Voltaire’s exploration of free-will and Pangloss’s voluntary optimism and Martin’s voluntary pessimism is probably birthed from the era of the Enlightenments obsession with civil liberty and democracy in which came the later question, which is the right way to act. Just 28 years after the death of Francois-Marie Arouet de Voltaire, famous French historian, writer, and philosopher was the birth of famous British political economist, politician, and philosopher and proponent of Utilitarianism developed by Jeremy Bentham. Utility as a word means the state of being useful. This concept of Utilitarianism and both Bentham’s and Mill’s role is explained in this video http://www.youtube.com/watch?v=zn9FuHwX7zw.

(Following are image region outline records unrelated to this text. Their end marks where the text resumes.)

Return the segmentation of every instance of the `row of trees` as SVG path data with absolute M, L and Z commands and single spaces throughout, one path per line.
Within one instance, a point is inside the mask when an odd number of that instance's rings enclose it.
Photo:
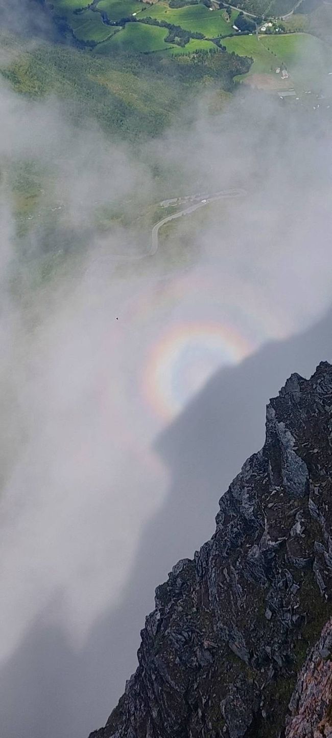
M 165 39 L 169 44 L 176 44 L 177 46 L 185 46 L 191 38 L 204 38 L 204 34 L 199 31 L 187 31 L 181 26 L 174 26 L 167 21 L 158 21 L 155 18 L 141 18 L 140 23 L 146 23 L 148 26 L 159 26 L 167 28 L 169 35 Z

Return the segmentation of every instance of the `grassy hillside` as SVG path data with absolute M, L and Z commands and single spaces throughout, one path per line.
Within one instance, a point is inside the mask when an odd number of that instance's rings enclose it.
M 108 50 L 119 49 L 127 53 L 165 51 L 170 46 L 165 44 L 168 35 L 166 28 L 147 26 L 143 23 L 127 23 L 112 38 Z
M 121 21 L 133 13 L 141 13 L 144 8 L 144 4 L 138 0 L 100 0 L 96 4 L 96 9 L 106 13 L 110 21 Z
M 155 5 L 148 6 L 141 15 L 150 16 L 158 21 L 166 21 L 174 26 L 181 26 L 186 30 L 203 33 L 210 38 L 225 35 L 227 33 L 235 33 L 233 24 L 238 15 L 233 11 L 231 19 L 224 10 L 211 10 L 205 5 L 186 5 L 184 7 L 171 8 L 168 3 L 160 0 Z
M 222 43 L 228 52 L 253 59 L 247 75 L 249 79 L 257 75 L 269 75 L 269 80 L 257 80 L 258 86 L 261 83 L 261 86 L 271 89 L 293 86 L 297 94 L 307 89 L 318 93 L 331 80 L 328 72 L 332 70 L 332 49 L 308 33 L 236 36 L 225 38 Z M 289 75 L 283 84 L 280 75 L 275 74 L 278 67 L 285 67 Z

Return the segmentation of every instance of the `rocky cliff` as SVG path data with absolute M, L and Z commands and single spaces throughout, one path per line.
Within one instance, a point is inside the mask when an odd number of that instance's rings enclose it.
M 137 671 L 91 738 L 332 735 L 331 471 L 324 362 L 271 400 L 263 449 L 157 588 Z

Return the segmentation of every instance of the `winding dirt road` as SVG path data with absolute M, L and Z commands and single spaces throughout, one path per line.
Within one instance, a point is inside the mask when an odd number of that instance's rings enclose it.
M 188 207 L 186 207 L 183 210 L 180 210 L 180 213 L 174 213 L 172 215 L 167 215 L 166 218 L 163 218 L 161 221 L 159 221 L 152 228 L 152 238 L 151 243 L 150 250 L 149 255 L 153 256 L 158 251 L 158 233 L 159 229 L 162 226 L 164 226 L 166 223 L 169 221 L 173 221 L 175 218 L 180 218 L 181 215 L 188 215 L 190 213 L 194 213 L 194 210 L 197 210 L 199 207 L 204 207 L 209 202 L 214 202 L 216 200 L 222 200 L 227 199 L 233 199 L 235 197 L 244 197 L 247 194 L 246 190 L 239 188 L 233 190 L 223 190 L 222 192 L 216 193 L 213 195 L 206 196 L 205 198 L 199 200 L 199 202 L 197 201 L 197 198 L 195 198 L 195 202 Z M 193 198 L 194 199 L 194 198 Z

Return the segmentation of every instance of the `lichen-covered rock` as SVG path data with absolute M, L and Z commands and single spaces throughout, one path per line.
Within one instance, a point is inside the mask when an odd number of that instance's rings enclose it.
M 332 614 L 331 441 L 324 362 L 271 400 L 262 450 L 221 498 L 212 539 L 157 588 L 138 669 L 91 738 L 284 734 L 297 672 Z M 288 738 L 314 735 L 291 726 Z
M 289 703 L 285 738 L 332 737 L 332 620 L 325 624 Z

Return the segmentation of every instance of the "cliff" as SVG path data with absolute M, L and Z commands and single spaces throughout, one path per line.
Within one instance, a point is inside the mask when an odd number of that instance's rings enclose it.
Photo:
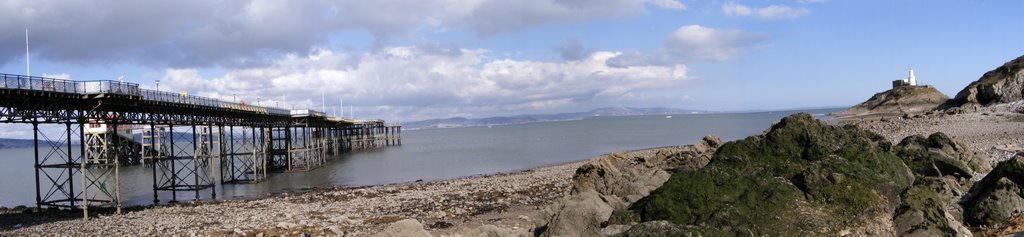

Utilitarianism is based generally on the belief that an action is right if it tends to promote happiness and wrong if it produces unhappiness. It refutes egoism, the pursuit of complete self-interest regardless of its effect on others. Candide as a novel subtly searches for the right way to live and the right motive. It is interesting that a central question of Utilitarianism is what a man should do and Mill believed that what is right is independent of the motive, it is only joint with the result of good consequences. He believes you should optimize pleasure and reduce pain. Voltaire plays with this theory of Utilitarianism way before it is developed when he explores pain and pleasure and good and bad intentions in his novel through the tragedy, plot, and unique personalities of his characters.
For example, it is interesting to think of Pangloss’s optimism as a form of pessimism. If this really is the best of all possible worlds than there is no way for anything to get better, and no effort made to strive for and achieve more happiness for oneself and others. When Pangloss say’s when they decide to work the garden and everyone is satisfied by their work and Candide replies, “That is very well put . . . but we must cultivate our garden.” Candide almost makes an Utilitarian assertion himself that more happiness can be striven for through work and Voltaire perhaps makes an assertion that what is right for a man to do and what is the right way to act is just to be useful and the most real happiness can be found in that.
One last interesting point to consider is John Stewart Mill’s perhaps most famous quote, “it is better to be a human being dissatisfied than a pig satisfied; better to be Socrates dissatisfied than a fool satisfied”. And as Voltaire writes in Candide, “Let’s work without speculating, said Martin, it’s the only way of rendering life bearable.” Martin also is quoted saying that humans live “either in convulsions of misery or in the lethargy of boredom.” Voltaire questions the value of being able to bear life when sacrificing being able to explore and speculate it. Ultimately Martin’s characteristic pessimism and Pangloss’s blind optimism are just as empty. Neither is the right way to live and as money, good-fortune, love, and leisure do not bring Candide happiness, Voltaire concludes the novel with Candide achieving his ultimate semblance of a state of happiness through tending to his garden or as John Stewart Mill or Jeremy Benthem might put it as they define Utilitarianism, the state of being useful.